Comment author: Incorrect 12 April 2012 08:46:01PM 0 points [-]

Even strongly superhuman 1 by itself is entirely harmless, even if very general within the problem space of 1.

Type 1 intelligence is dangerous as soon as you try to use it for anything practical simply because it is powerful. If you ask it "how can we reduce global temperatures" and "causing a nuclear winter" is in its solution space, it may return that. Powerful tools must be wielded precisely.

Comment author: Dmytry 12 April 2012 08:49:18PM *  0 points [-]

See, that's what is so incredibly irritating about dealing with people who lack any domain specific knowledge. You can't ask it, "how can we reduce global temperatures" in the real world.

You can ask it how to make a model out of data, you can ask it what to do to the model so that such and such function decreases, it may try nuking this model (inside the model), and generate such solution. You got to actually put a lot of effort, like replicating it's in-model actions in real world in mindless manner, for this nuking to happen in real world. (and you'll also have the model visualization to examine, by the way)

Comment author: Incorrect 12 April 2012 08:56:39PM *  0 points [-]

What if instead of giving the solution "cause nuclear war" it simply returns a seemingly innocuous solution expected to cause nuclear war?

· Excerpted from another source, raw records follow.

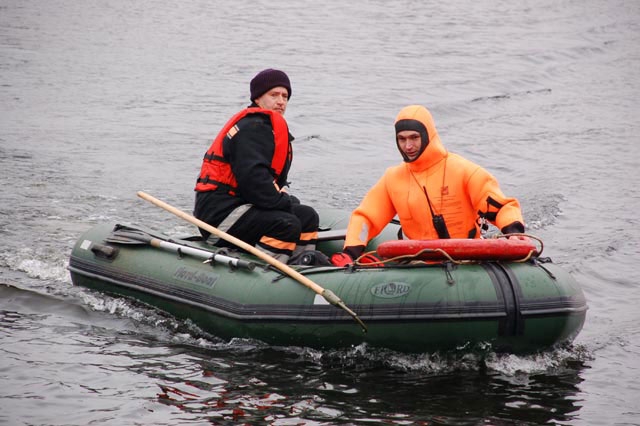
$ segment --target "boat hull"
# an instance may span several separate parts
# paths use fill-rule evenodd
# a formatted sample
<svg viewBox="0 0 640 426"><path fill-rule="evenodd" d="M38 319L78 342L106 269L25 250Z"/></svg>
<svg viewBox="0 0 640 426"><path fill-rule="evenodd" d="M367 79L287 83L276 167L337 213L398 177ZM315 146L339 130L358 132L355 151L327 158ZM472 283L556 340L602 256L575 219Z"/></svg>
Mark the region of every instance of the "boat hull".
<svg viewBox="0 0 640 426"><path fill-rule="evenodd" d="M587 311L575 280L540 261L300 267L357 313L364 333L347 312L252 256L243 258L258 264L253 269L205 264L148 244L105 243L113 228L98 225L78 239L69 261L75 285L147 303L225 339L404 352L482 343L521 353L570 342Z"/></svg>

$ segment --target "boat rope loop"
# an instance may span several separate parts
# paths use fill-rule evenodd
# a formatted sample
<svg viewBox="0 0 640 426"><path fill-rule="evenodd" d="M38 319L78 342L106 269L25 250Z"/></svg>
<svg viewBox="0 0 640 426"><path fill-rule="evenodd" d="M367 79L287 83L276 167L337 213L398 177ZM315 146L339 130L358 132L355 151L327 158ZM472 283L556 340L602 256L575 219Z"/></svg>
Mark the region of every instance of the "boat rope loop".
<svg viewBox="0 0 640 426"><path fill-rule="evenodd" d="M527 256L525 256L523 259L520 260L514 260L513 262L527 262L529 259L531 259L531 257L533 257L534 255L536 257L540 257L540 255L542 254L542 251L544 250L544 243L542 242L542 239L539 237L536 237L535 235L531 235L531 234L525 234L525 233L518 233L518 234L498 234L498 235L494 235L492 238L509 238L509 237L527 237L530 238L532 240L537 241L540 244L540 249L538 250L531 250L529 252L529 254Z"/></svg>

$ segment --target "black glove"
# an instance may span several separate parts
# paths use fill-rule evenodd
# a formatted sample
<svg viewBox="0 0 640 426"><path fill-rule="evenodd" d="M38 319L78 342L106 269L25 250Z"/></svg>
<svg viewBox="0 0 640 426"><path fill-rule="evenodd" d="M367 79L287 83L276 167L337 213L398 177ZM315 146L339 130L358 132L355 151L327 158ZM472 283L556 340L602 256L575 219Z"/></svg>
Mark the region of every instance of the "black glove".
<svg viewBox="0 0 640 426"><path fill-rule="evenodd" d="M513 222L501 229L502 233L507 234L523 234L524 225L520 222Z"/></svg>

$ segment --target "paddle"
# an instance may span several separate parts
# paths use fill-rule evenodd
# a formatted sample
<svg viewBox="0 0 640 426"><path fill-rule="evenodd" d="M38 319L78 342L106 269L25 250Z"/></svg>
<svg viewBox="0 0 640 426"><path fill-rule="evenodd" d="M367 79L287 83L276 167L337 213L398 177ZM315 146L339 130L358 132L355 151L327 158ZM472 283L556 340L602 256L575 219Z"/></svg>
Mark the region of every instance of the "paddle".
<svg viewBox="0 0 640 426"><path fill-rule="evenodd" d="M221 238L233 245L235 245L236 247L239 247L245 251L248 251L249 253L253 254L254 256L264 260L265 262L267 262L269 265L279 269L280 271L284 272L286 275L288 275L289 277L293 278L294 280L298 281L300 284L310 288L311 290L313 290L316 294L322 296L325 298L325 300L327 302L329 302L330 304L337 306L339 308L344 309L349 315L351 315L353 317L354 320L356 320L356 322L358 324L360 324L360 326L362 327L362 331L363 332L367 332L367 327L364 325L364 323L362 322L362 320L360 318L358 318L358 315L353 312L347 305L345 305L345 303L338 297L336 296L331 290L327 290L325 288L322 288L321 286L319 286L318 284L314 283L313 281L311 281L309 278L305 277L304 275L302 275L301 273L299 273L298 271L296 271L295 269L289 267L288 265L280 262L279 260L273 258L272 256L269 256L267 253L258 250L257 248L247 244L246 242L242 241L239 238L234 237L233 235L229 235L224 231L221 231L211 225L209 225L206 222L201 221L200 219L191 216L190 214L187 214L185 212L183 212L182 210L179 210L167 203L165 203L164 201L160 201L157 198L142 192L142 191L138 191L138 197L149 201L152 204L155 204L156 206L178 216L179 218L182 218L184 220L186 220L187 222L192 223L193 225L196 225L199 228L204 229L205 231L209 232L210 234L213 234L215 236L217 236L218 238Z"/></svg>

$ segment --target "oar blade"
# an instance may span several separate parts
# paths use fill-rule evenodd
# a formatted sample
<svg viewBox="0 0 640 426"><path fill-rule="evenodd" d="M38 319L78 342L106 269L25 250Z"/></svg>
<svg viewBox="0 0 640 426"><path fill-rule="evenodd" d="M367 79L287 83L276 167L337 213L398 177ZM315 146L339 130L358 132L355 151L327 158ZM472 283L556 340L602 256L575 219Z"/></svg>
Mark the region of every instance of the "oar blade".
<svg viewBox="0 0 640 426"><path fill-rule="evenodd" d="M149 244L153 236L139 229L130 228L124 225L116 225L111 234L105 238L108 243L114 244Z"/></svg>

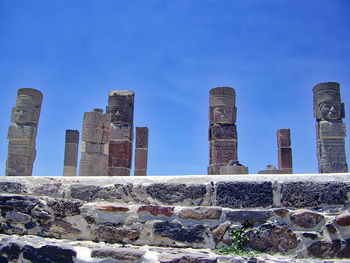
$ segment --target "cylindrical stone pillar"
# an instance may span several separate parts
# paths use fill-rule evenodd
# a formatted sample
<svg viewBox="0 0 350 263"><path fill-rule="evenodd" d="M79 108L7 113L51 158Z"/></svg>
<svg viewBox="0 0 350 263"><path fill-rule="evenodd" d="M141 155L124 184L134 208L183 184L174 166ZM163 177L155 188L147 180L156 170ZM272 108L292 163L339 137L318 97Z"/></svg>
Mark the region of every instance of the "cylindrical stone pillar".
<svg viewBox="0 0 350 263"><path fill-rule="evenodd" d="M35 140L43 95L35 89L23 88L17 92L16 106L12 109L7 138L7 176L31 176L36 156Z"/></svg>
<svg viewBox="0 0 350 263"><path fill-rule="evenodd" d="M286 173L293 173L290 129L279 129L277 131L277 145L278 169Z"/></svg>
<svg viewBox="0 0 350 263"><path fill-rule="evenodd" d="M110 91L107 113L111 114L108 175L130 176L132 165L134 92Z"/></svg>
<svg viewBox="0 0 350 263"><path fill-rule="evenodd" d="M63 176L77 176L79 131L66 130Z"/></svg>
<svg viewBox="0 0 350 263"><path fill-rule="evenodd" d="M136 127L134 175L147 175L148 128Z"/></svg>
<svg viewBox="0 0 350 263"><path fill-rule="evenodd" d="M102 109L85 112L79 176L107 176L111 115Z"/></svg>
<svg viewBox="0 0 350 263"><path fill-rule="evenodd" d="M346 173L346 126L340 84L324 82L313 87L319 173Z"/></svg>

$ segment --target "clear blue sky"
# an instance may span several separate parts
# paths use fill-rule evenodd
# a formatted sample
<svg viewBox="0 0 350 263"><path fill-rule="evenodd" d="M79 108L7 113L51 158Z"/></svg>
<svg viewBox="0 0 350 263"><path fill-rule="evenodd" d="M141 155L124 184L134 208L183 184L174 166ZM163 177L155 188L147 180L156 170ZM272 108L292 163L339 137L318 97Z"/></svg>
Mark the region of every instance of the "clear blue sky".
<svg viewBox="0 0 350 263"><path fill-rule="evenodd" d="M294 171L317 172L312 87L341 83L350 129L349 26L347 0L0 0L0 174L23 87L44 94L33 175L62 175L65 130L105 109L110 90L135 91L149 175L206 174L217 86L236 90L250 173L277 166L280 128ZM349 150L347 139L348 163Z"/></svg>

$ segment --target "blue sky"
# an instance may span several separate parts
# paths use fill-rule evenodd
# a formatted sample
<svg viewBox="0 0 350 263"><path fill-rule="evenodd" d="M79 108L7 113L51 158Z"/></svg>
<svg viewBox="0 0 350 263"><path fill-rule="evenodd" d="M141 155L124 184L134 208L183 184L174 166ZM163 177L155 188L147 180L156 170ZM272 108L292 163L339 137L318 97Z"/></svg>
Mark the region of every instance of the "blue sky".
<svg viewBox="0 0 350 263"><path fill-rule="evenodd" d="M206 174L217 86L236 90L250 173L277 166L280 128L291 129L295 173L317 172L312 87L340 82L349 115L349 25L346 0L0 0L0 174L23 87L44 94L33 175L62 175L65 130L105 109L110 90L135 92L149 175ZM347 139L348 162L349 150Z"/></svg>

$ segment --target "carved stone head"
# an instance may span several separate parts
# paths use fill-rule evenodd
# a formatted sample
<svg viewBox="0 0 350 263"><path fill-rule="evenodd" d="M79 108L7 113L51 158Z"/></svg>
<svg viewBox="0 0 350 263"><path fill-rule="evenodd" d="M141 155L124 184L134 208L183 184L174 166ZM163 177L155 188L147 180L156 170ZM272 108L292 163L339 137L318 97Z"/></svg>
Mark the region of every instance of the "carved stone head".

I'm assuming that the modelling portion is a black box so you can't look inside and see why that solution is expected to lead to a reduction in global temperatures.

If the software is using models we can understand and check ourselves then it isn't nearly so dangerous.

Comment author: Dmytry 12 April 2012 09:02:09PM *  -2 points [-]

I'm assuming that the modelling portion is a black box so you can't look inside and see why that solution is expected to lead to a reduction in global temperatures.

Let's just assume that mister president sits on nuclear launch button by accident, shall we?

It isn't an amazing novel philosophical insight that type-1 agents 'love' to solve problems in the wrong way. It is fact of life apparent even in the simplest automated software of that kind. You, of course, also have some pretty visualization of what is the scenario where the parameter was minimized or maximized.

edit: also the answers could be really funny. How do we solve global warming? Okay, just abduct the prime minister of china! That should cool the planet off.

Comment author: Incorrect 12 April 2012 09:09:42PM *  0 points [-]

It isn't an amazing novel philosophical insight that type-1 agents 'love' to solve problems in the wrong way. It is fact of life apparent even in the simplest automated software of that kind.

Of course it isn't.

Let's just assume that mister president sits on nuclear launch button by accident, shall we?

There are machine learning techniques like genetic programming that can result in black-box models. As I stated earlier, I'm not sure humans will ever combine black-box problem solving techniques with self-optimization and attempt to use the product to solve practical problems; I just think it is dangerous to do so once the techniques become powerful enough.

Comment author: Dmytry 12 April 2012 09:16:20PM *  0 points [-]

There are machine learning techniques like genetic programming that can result in black-box models.

Which are even more prone to outputting crap solutions even without being superintelligent.

Comment author: Incorrect 12 April 2012 09:18:12PM *  1 point [-]

Yup, we seem safe for the moment because we simply lack the ability to create anything dangerous.

Sorry you're being downvoted. It's not me.